Attirée par la France, elle refuse de rentrer chez elle quand la guerre éclate, se trouve comme des millions d'autres entraînée dans la débâcle de mai 40 et finit par échouer à Marseille, où affluent des fugitifs de toutes nationalités, juifs souvent, qui rêvent eux, de gagner l'Amérique à partir de ce grand port contrôlé certes par le gouvernement de Vichy, mais où les Allemands ne font encore qu'indirectement la loi.
Peu après son arrivée, elle se met au service de Varian Fry, un jeune compatriote qui est en train d'organiser, avec quelques amis résistants, un réseau non officiel (ce sera le légendaire Emergency Rescue Committee) destiné à permettre aux intellectuels européens pourchassés par les nazis de fuir le destin qui les menace.

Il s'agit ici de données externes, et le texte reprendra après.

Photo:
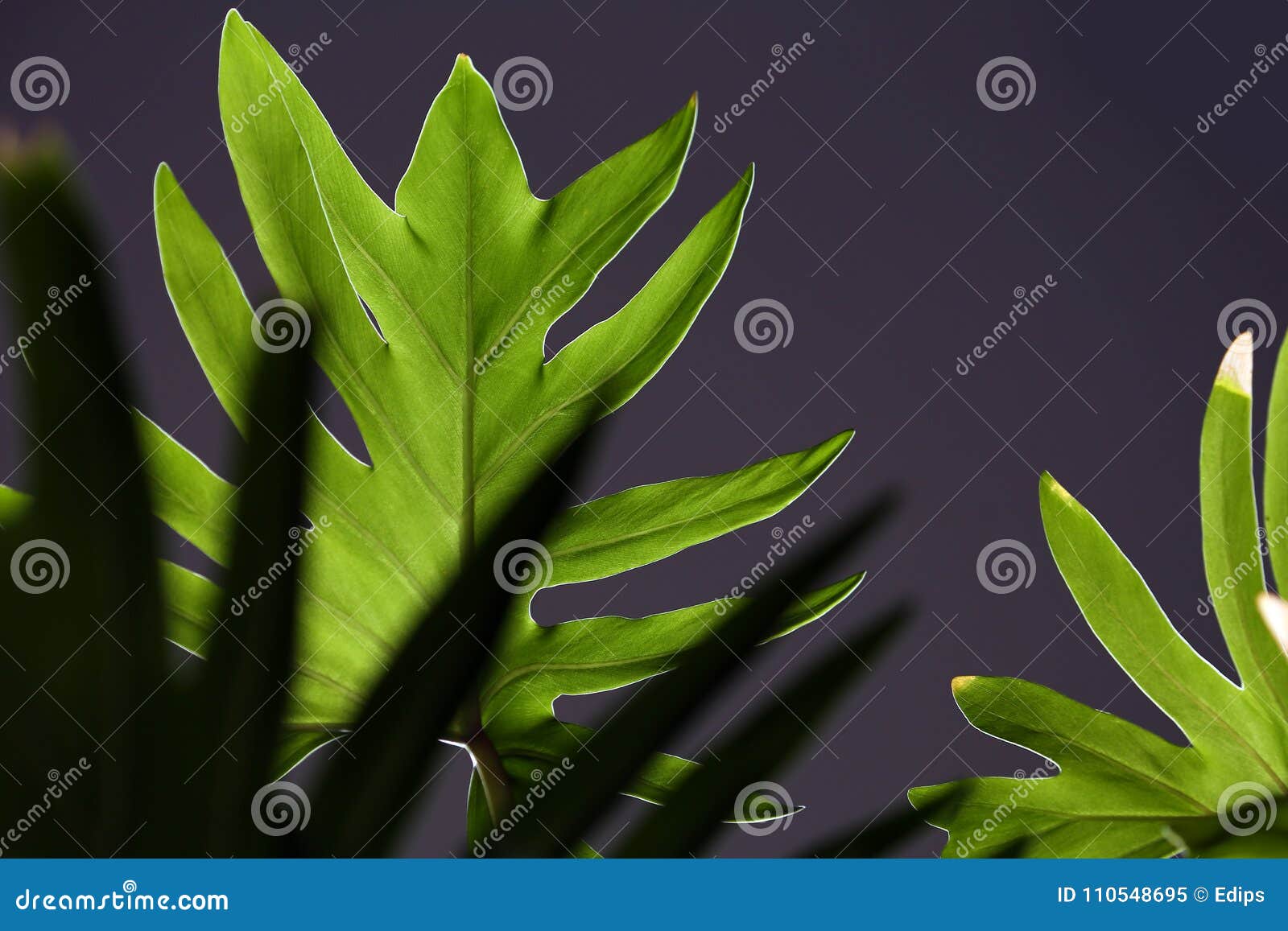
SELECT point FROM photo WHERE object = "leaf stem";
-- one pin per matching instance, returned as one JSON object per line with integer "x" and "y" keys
{"x": 487, "y": 764}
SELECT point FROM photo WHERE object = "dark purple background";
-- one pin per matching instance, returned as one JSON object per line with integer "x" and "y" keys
{"x": 894, "y": 214}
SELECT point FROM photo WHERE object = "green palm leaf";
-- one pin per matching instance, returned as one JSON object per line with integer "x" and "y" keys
{"x": 1122, "y": 791}
{"x": 455, "y": 399}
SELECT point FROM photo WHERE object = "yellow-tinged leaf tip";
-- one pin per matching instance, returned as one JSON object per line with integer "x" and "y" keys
{"x": 1274, "y": 612}
{"x": 1236, "y": 370}
{"x": 1050, "y": 484}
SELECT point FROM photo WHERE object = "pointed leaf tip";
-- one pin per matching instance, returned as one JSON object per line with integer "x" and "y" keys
{"x": 1050, "y": 487}
{"x": 1274, "y": 612}
{"x": 1236, "y": 370}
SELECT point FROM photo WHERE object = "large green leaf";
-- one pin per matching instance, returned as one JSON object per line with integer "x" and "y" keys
{"x": 1122, "y": 791}
{"x": 448, "y": 384}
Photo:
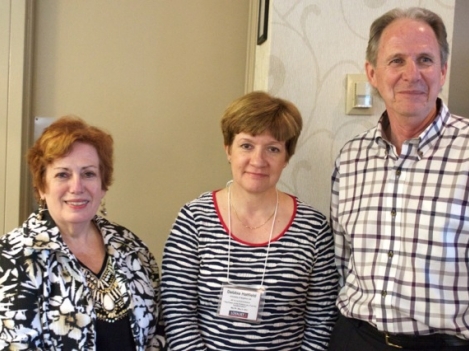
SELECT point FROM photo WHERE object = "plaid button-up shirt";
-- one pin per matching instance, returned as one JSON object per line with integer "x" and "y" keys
{"x": 401, "y": 228}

Ils seront ainsi plusieurs centaines à pouvoir échapper au pire : Ahna Mahler et Franz Werfel, Heinrich et Golo Mann, Hannah Arendt, Chagall, Max Ersnt, André Masson, Marcel Duchamp, André Breton et Benjamin Péret, Victor Serge, Wanda Landowska, Jean Malaquais...
Mary Jayne aime le risque et l'action. Elle séduit le directeur d'un camp de concentration, transmet des messages à la barbe de la police.
Dans le même temps elle file une idylle orageuse avec un personnage des moins recommandables : une belle petite gueule de frappe issue du " milieu " marseillais, déserteur, arnaqueur (et même un peu plus), qui répond au sympathique sobriquet de " Killer " - dont elle réussira à faire un héros.
Est-on dans le drame, la comédie ? L'Histoire, quand on ne la fait pas mentir, mélange toujours les genres.
Car aux pires instants de noirceur la vie est là, qui continue de battre, de frémir, de jouir. Ah, si Julien Duvivier (celui de Pépé le Moko) avait en le temps de tourner cette histoire à sa façon ! Une histoire trop invraisemblable, c'est sûr, pour avoir été inventée : seule la réalité ose, parfois, fabriquer de tels scénarios.